ISRAELE, AVANZA FRA PROTESTE LA RIFORMA GIUDIZIARIA

Il governo di Netanyahu toglie alla Corte Suprema la facoltà di bloccare le decisioni dell’esecutivo giudicate “irragionevoli”. Migliaia scendono in piazza per protesta.

“Un passaggio democratico necessario per ricalibrare l’equilibrio fra i vari rami dello stato.” Così il primo ministro israeliano Benjamin Netanyahu ha giustificato in diretta TV l’approvazione di una legge che toglie alla Corte Suprema la possibilità di opporsi alle decisioni del governo giudicate “irragionevoli”. Ma a Gerusalemme è presto divampata la protesta, con migliaia di manifestanti a bloccarne le strade. La tensione è rimasta alta per ore, con un automobilista che si è lanciato contro una folla di dissidenti (ferendone tre fortunatamente solo in modo lieve) e la polizia che ha cercato di disperdere gli assembramenti con i cannoni ad acqua. Al termine della giornata, almeno 34 persone sono state arrestate. La legge costituisce un pezzo centrale della riforma della giustizia, contro cui una porzione consistente della società israeliana sta scendendo in piazza da 29 settimane. Proteste che, nonostante l’appello del Presidente Isaac Herzog a governo e opposizione per raggiungere un accordo condiviso, non sembrano destinate a placarsi. “Sento che sarà un lunga ed estenuante lotta…non certo un ko,” ha raccontato un manifestante al quotidiano israeliano progressista Haaretz.

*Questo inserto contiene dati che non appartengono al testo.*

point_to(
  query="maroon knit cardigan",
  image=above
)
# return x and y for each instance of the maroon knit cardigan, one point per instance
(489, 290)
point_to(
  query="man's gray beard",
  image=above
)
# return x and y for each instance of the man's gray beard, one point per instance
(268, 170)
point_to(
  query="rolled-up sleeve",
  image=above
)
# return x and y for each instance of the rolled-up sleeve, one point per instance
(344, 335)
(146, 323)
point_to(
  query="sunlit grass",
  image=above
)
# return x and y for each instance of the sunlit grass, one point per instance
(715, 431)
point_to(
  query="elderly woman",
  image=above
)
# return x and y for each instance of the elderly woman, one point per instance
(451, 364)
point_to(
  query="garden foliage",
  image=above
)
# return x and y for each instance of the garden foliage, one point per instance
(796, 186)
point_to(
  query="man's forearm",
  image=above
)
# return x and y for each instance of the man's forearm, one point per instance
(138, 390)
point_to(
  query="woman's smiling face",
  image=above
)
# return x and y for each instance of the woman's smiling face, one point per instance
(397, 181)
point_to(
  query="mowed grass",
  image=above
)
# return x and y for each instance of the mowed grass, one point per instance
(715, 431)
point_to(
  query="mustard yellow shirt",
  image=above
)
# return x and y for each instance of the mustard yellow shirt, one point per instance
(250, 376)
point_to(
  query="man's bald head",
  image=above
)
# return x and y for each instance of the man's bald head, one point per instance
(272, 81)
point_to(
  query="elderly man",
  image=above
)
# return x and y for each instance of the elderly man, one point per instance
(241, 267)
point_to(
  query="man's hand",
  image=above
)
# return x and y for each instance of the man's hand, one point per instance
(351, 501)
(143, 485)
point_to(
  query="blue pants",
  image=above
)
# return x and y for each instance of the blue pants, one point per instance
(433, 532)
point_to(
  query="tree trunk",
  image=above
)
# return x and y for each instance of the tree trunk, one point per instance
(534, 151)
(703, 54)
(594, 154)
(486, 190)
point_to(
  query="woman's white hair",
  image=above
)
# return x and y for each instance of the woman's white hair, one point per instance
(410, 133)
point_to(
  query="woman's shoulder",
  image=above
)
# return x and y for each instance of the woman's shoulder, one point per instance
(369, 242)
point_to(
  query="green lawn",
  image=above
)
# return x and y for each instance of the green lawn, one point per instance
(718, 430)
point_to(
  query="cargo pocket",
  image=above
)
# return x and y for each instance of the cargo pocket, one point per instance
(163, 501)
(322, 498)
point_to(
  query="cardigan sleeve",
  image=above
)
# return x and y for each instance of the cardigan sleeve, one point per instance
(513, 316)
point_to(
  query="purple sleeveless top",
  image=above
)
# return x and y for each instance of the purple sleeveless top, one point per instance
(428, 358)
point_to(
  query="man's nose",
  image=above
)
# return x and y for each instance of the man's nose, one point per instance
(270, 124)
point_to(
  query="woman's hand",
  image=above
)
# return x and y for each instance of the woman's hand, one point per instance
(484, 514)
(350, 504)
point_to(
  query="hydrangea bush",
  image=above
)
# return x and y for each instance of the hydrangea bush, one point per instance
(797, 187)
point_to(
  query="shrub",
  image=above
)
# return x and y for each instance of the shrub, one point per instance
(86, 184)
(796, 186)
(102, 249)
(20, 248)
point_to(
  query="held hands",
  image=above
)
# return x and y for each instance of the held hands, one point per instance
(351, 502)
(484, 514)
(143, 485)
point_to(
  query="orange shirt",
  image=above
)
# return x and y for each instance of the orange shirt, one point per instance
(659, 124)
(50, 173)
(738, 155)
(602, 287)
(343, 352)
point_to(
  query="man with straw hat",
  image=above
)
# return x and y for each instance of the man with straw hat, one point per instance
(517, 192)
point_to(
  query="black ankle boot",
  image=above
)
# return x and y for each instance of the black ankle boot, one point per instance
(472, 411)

I limiti della ragionevolezza?

La nuova legge è stata approvata ieri mattina con 64 voti a favore contro nessuno contrario, dato che l’opposizione ha scelto di lasciare l’aula in segno di protesta. La norma ruota attorno al concetto di “ragionevolezza”, grazie al quale era consentito alla Corte Suprema bloccare alcune decisioni del governo, ed è parte di un ambizioso pacchetto di riforma della giustizia presentata dal ministro della Giustizia Yariv Levin a gennaio. Secondo l’Israel Democracy Institute, il disegno di Levin indebolirebbe significativamente il sistema giudiziario del Paese, dando un potere quasi illimitato all’esecutivo. I sostenitori sono invece convinti che sia necessario riportare nei ranghi il potere giudiziario, ormai completamente inaffidabile e troppo forte rispetto all'esecutivo. Ma il tema della “ragionevolezza” è entrato drammaticamente nell'attualità a gennaio, dopo che l’Alta Corte di Giustizia ha impedito ad Aryeh Deri, leader del partito ultraortodosso Shas, di ricoprire il ruolo di ministro della Salute e dell’Interno, a causa di una condanna per evasione fiscale, corruzione, tangenti e frode. La sua nomina è stata così ritenuta “estremamente irragionevole”, una decisione che ha messo alle strette Netanyahu, costringendolo a negare l’incarico a uno dei suoi più fedeli e potenti alleati. Secondo l’analista Amir Fuchs dell’Israel Democracy Institute, la norma stabiliva un bilanciamento fra gli interessi pubblici e quelli politici: una decisione veniva dunque giudicata irragionevole se si “focalizzava in maniera sproporzionata sull’interesse politico senza prendere in sufficiente considerazione quello pubblico.” L’opposizione ha già però fatto sapere che chiederà alla stessa Corte di pronunciarsi sulla legalità del provvedimento, aprendo quindi di fatto la porta a una potenziale crisi istituzionale.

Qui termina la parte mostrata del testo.